Ohio Valley tournament champions

NCAA tournament, first round
- Conference: Ohio Valley Conference
- Record: 21–9 (11–5 OVC)
- Head coach: Scott Edgar (4th season);
- Home arena: Racer Arena

= 1994–95 Murray State Racers men's basketball team =

American college basketball season

The 1994–95 Murray State Racers men's basketball team represented Murray State University during the 1994–95 NCAA Division I men's basketball season. The Racers, led by fourth-year head coach Scott Edgar, played their home games at Racer Arena in Murray, Kentucky as members of the Ohio Valley Conference. They finished the season 21–9, 11–5 in OVC play to finish second in the regular season standings. They defeated Eastern Kentucky to win the OVC tournament to advance to the NCAA tournament. As No. 15 seed in the Southeast region, the Racers were beaten by No. 2 seed and eventual Final Four participant North Carolina, 80–70.

==Schedule and results==

| Regular season |

| Ohio Valley Conference tournament |

| Date time, TV | Rank^{#} | Opponent^{#} | Result | Record | Site (attendance) city, state |
Regular season
| Nov 30, 1994* |  | Campbellsville | W 138–88 | 1–0 | Racer Arena Murray, Kentucky |
| Dec 2, 1994* |  | vs. Troy | W 107–97 | 2–0 | Trask Coliseum Wilmington, North Carolina |
| Dec 3, 1994* |  | at UNC Wilmington | L 73–81 | 2–1 | Trask Coliseum Wilmington, North Carolina |
| Dec 10, 1994* |  | at No. 3 Arkansas | L 69–94 | 3–2 | Bud Walton Arena Fayetteville, Arkansas |
| Feb 27, 1995 |  | Tennessee-Martin | W 107–75 | 18–8 (11–5) | Racer Arena Murray, Kentucky |
Ohio Valley Conference tournament
| Mar 2, 1995* |  | vs. Middle Tennessee Quarterfinals | W 75–67 | 19–8 | Nashville Municipal Auditorium Nashville, Tennessee |
| Mar 3, 1995* |  | vs. Eastern Kentucky Semifinals | W 78–72 | 20–8 | Nashville Municipal Auditorium Nashville, Tennessee |
| Mar 4, 1995* |  | vs.
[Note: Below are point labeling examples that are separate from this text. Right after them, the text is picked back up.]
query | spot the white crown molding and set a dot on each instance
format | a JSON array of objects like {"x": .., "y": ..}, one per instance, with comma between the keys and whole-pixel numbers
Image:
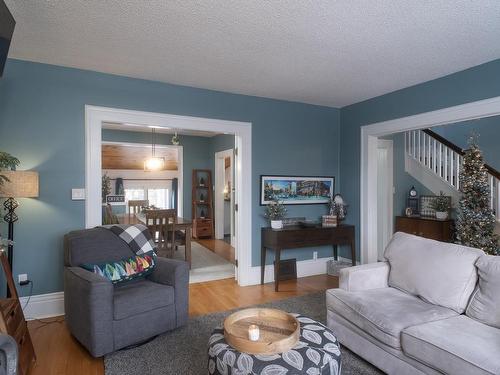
[{"x": 43, "y": 305}]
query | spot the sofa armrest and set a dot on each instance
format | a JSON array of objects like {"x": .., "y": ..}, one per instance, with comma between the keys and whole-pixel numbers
[
  {"x": 88, "y": 304},
  {"x": 364, "y": 277},
  {"x": 174, "y": 273}
]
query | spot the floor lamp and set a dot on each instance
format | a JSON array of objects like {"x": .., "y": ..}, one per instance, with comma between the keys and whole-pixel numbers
[{"x": 20, "y": 184}]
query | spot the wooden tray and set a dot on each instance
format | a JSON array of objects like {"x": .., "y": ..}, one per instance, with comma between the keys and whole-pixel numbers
[{"x": 279, "y": 331}]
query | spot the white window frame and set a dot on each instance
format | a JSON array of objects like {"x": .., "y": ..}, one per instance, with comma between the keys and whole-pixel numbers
[{"x": 94, "y": 118}]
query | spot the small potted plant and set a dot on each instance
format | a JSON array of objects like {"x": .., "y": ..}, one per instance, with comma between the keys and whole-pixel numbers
[
  {"x": 441, "y": 204},
  {"x": 275, "y": 212}
]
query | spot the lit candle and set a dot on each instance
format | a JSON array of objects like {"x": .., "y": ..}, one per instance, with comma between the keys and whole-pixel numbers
[{"x": 253, "y": 332}]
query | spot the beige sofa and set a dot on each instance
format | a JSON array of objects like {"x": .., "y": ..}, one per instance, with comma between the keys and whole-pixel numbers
[{"x": 431, "y": 308}]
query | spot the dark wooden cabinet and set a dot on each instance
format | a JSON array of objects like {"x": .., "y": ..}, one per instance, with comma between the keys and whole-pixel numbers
[
  {"x": 440, "y": 230},
  {"x": 202, "y": 209}
]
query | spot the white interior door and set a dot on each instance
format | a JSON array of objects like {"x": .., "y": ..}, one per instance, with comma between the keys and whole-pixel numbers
[{"x": 385, "y": 191}]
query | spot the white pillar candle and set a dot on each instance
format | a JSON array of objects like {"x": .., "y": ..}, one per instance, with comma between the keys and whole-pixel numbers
[{"x": 253, "y": 332}]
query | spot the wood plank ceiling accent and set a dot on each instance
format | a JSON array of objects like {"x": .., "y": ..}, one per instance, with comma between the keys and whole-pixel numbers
[{"x": 132, "y": 157}]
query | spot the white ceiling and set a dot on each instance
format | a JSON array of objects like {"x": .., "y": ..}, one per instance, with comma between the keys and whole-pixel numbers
[
  {"x": 147, "y": 129},
  {"x": 325, "y": 52}
]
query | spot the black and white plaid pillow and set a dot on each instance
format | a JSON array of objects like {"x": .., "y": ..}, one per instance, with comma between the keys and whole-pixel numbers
[{"x": 137, "y": 237}]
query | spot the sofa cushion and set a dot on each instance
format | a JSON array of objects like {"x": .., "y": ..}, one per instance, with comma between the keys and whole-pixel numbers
[
  {"x": 441, "y": 273},
  {"x": 384, "y": 313},
  {"x": 124, "y": 270},
  {"x": 140, "y": 296},
  {"x": 485, "y": 302},
  {"x": 458, "y": 345},
  {"x": 96, "y": 245}
]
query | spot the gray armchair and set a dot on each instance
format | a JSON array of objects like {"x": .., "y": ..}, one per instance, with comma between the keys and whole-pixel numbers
[{"x": 104, "y": 317}]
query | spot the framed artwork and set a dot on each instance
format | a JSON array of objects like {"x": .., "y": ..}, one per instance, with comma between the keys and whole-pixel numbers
[{"x": 296, "y": 189}]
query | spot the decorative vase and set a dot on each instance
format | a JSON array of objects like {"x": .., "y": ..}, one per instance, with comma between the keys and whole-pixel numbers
[
  {"x": 277, "y": 224},
  {"x": 441, "y": 215}
]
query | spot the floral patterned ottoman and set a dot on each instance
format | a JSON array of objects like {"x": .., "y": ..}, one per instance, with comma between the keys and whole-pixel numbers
[{"x": 317, "y": 352}]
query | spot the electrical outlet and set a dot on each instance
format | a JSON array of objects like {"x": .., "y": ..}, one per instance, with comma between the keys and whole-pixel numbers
[{"x": 22, "y": 277}]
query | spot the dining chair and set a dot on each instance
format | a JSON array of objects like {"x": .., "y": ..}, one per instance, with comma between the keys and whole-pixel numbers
[
  {"x": 134, "y": 206},
  {"x": 109, "y": 217},
  {"x": 161, "y": 224}
]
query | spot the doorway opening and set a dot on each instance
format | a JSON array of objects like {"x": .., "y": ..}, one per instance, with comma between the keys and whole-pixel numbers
[{"x": 173, "y": 189}]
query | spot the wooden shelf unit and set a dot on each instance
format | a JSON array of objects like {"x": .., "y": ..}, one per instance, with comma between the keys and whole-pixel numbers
[{"x": 203, "y": 227}]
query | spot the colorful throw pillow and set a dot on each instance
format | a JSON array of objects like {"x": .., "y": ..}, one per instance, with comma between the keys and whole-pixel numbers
[{"x": 124, "y": 270}]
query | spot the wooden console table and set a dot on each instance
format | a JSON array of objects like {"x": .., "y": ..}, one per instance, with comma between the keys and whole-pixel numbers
[{"x": 294, "y": 237}]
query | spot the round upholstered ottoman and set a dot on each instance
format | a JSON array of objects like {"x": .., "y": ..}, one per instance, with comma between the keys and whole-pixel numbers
[{"x": 317, "y": 352}]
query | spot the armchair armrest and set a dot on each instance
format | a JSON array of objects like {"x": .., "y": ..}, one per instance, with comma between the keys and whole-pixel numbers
[
  {"x": 364, "y": 277},
  {"x": 176, "y": 274},
  {"x": 88, "y": 304}
]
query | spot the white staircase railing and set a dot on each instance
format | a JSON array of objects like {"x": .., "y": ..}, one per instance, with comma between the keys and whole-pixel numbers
[{"x": 444, "y": 161}]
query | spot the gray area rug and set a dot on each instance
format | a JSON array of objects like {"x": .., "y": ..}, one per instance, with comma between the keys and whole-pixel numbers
[{"x": 184, "y": 350}]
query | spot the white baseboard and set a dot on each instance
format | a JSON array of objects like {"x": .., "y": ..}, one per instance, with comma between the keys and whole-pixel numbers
[
  {"x": 43, "y": 305},
  {"x": 305, "y": 268}
]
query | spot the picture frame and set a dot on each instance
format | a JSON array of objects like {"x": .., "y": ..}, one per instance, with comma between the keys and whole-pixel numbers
[{"x": 296, "y": 190}]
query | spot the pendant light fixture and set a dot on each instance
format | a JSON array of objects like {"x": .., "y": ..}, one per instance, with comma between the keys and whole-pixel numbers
[
  {"x": 175, "y": 139},
  {"x": 154, "y": 163}
]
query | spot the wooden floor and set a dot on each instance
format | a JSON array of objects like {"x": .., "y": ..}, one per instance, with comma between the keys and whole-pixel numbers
[
  {"x": 58, "y": 353},
  {"x": 219, "y": 247}
]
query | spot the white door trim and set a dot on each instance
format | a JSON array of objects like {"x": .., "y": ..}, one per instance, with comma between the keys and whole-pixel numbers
[
  {"x": 368, "y": 178},
  {"x": 95, "y": 116},
  {"x": 219, "y": 158}
]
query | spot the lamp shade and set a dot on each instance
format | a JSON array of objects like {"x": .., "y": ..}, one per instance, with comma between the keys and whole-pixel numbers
[{"x": 21, "y": 184}]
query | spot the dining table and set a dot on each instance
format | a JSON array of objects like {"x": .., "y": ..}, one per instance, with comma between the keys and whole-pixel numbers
[{"x": 181, "y": 224}]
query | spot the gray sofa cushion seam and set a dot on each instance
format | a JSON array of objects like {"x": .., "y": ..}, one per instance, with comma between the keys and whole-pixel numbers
[
  {"x": 468, "y": 282},
  {"x": 356, "y": 312},
  {"x": 438, "y": 347},
  {"x": 139, "y": 313}
]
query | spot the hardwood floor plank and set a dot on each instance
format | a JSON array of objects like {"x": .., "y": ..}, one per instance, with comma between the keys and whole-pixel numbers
[{"x": 58, "y": 353}]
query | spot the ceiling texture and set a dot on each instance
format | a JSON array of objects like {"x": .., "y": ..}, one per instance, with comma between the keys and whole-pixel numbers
[{"x": 324, "y": 52}]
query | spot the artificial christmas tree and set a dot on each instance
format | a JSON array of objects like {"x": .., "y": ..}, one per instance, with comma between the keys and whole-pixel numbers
[{"x": 475, "y": 219}]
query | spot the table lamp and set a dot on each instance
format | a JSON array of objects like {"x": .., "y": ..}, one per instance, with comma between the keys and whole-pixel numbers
[{"x": 21, "y": 184}]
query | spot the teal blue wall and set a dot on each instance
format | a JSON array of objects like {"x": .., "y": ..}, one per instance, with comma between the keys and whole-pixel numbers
[
  {"x": 42, "y": 123},
  {"x": 473, "y": 84},
  {"x": 402, "y": 180}
]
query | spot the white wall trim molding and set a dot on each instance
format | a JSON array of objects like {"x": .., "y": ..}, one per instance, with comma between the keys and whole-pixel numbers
[
  {"x": 369, "y": 135},
  {"x": 95, "y": 116},
  {"x": 52, "y": 304},
  {"x": 43, "y": 305},
  {"x": 219, "y": 171}
]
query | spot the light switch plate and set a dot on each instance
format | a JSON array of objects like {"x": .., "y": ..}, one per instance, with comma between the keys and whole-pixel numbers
[{"x": 78, "y": 194}]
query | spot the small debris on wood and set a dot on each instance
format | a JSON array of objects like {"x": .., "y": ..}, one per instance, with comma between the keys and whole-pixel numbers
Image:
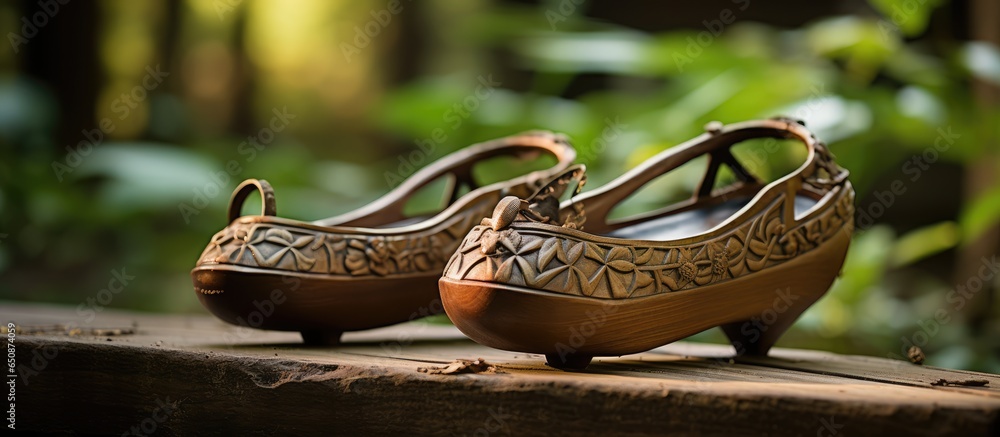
[
  {"x": 73, "y": 331},
  {"x": 961, "y": 382},
  {"x": 460, "y": 366}
]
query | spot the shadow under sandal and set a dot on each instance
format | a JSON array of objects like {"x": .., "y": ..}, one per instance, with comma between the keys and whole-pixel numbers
[
  {"x": 371, "y": 267},
  {"x": 749, "y": 258}
]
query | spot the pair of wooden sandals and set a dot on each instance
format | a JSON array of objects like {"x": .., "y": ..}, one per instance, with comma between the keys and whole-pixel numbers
[{"x": 516, "y": 269}]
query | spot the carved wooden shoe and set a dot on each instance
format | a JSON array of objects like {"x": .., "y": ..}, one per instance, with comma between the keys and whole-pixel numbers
[
  {"x": 368, "y": 268},
  {"x": 749, "y": 258}
]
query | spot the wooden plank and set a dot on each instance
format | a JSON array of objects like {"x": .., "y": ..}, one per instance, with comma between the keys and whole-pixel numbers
[{"x": 217, "y": 378}]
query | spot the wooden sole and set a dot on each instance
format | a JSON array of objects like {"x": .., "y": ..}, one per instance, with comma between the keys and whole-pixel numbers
[
  {"x": 320, "y": 307},
  {"x": 753, "y": 310}
]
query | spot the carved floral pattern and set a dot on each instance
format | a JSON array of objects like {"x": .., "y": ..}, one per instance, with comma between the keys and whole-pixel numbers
[
  {"x": 283, "y": 247},
  {"x": 563, "y": 264}
]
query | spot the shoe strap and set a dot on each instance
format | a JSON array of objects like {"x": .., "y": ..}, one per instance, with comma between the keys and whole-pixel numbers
[
  {"x": 818, "y": 175},
  {"x": 458, "y": 165}
]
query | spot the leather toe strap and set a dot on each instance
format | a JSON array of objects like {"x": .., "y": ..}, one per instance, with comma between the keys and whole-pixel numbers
[{"x": 247, "y": 188}]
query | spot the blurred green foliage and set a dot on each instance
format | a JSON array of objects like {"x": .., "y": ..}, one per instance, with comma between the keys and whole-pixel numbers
[{"x": 879, "y": 98}]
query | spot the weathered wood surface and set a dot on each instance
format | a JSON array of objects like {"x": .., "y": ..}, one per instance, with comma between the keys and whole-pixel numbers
[{"x": 195, "y": 375}]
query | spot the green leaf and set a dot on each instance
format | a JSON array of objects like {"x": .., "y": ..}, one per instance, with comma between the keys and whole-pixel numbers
[
  {"x": 979, "y": 215},
  {"x": 924, "y": 242},
  {"x": 909, "y": 16}
]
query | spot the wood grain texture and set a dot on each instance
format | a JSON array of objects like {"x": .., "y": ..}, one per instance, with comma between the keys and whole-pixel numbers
[{"x": 221, "y": 379}]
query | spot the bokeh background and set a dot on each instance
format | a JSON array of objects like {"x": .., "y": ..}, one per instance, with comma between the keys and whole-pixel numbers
[{"x": 118, "y": 120}]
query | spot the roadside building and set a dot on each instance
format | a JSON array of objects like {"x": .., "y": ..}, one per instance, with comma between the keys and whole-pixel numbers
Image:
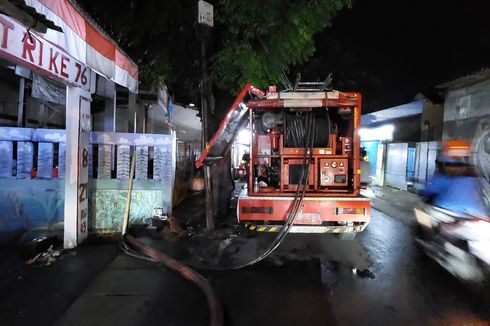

Austin Peay Championship game | W 92–84 | 21–8 | Nashville Municipal Auditorium Nashville, Tennessee |
NCAA tournament
| Mar 17, 1995* | (15 SE) | vs. (2 SE) No. 4 North Carolina First round | L 70–80 | 21–9 | Leon County Civic Center Tallahassee, Florida |
*Non-conference game. ^{#}Rankings from AP Poll. (#) Tournament seedings in parentheses. SE=Southeast. All times are in Central Time.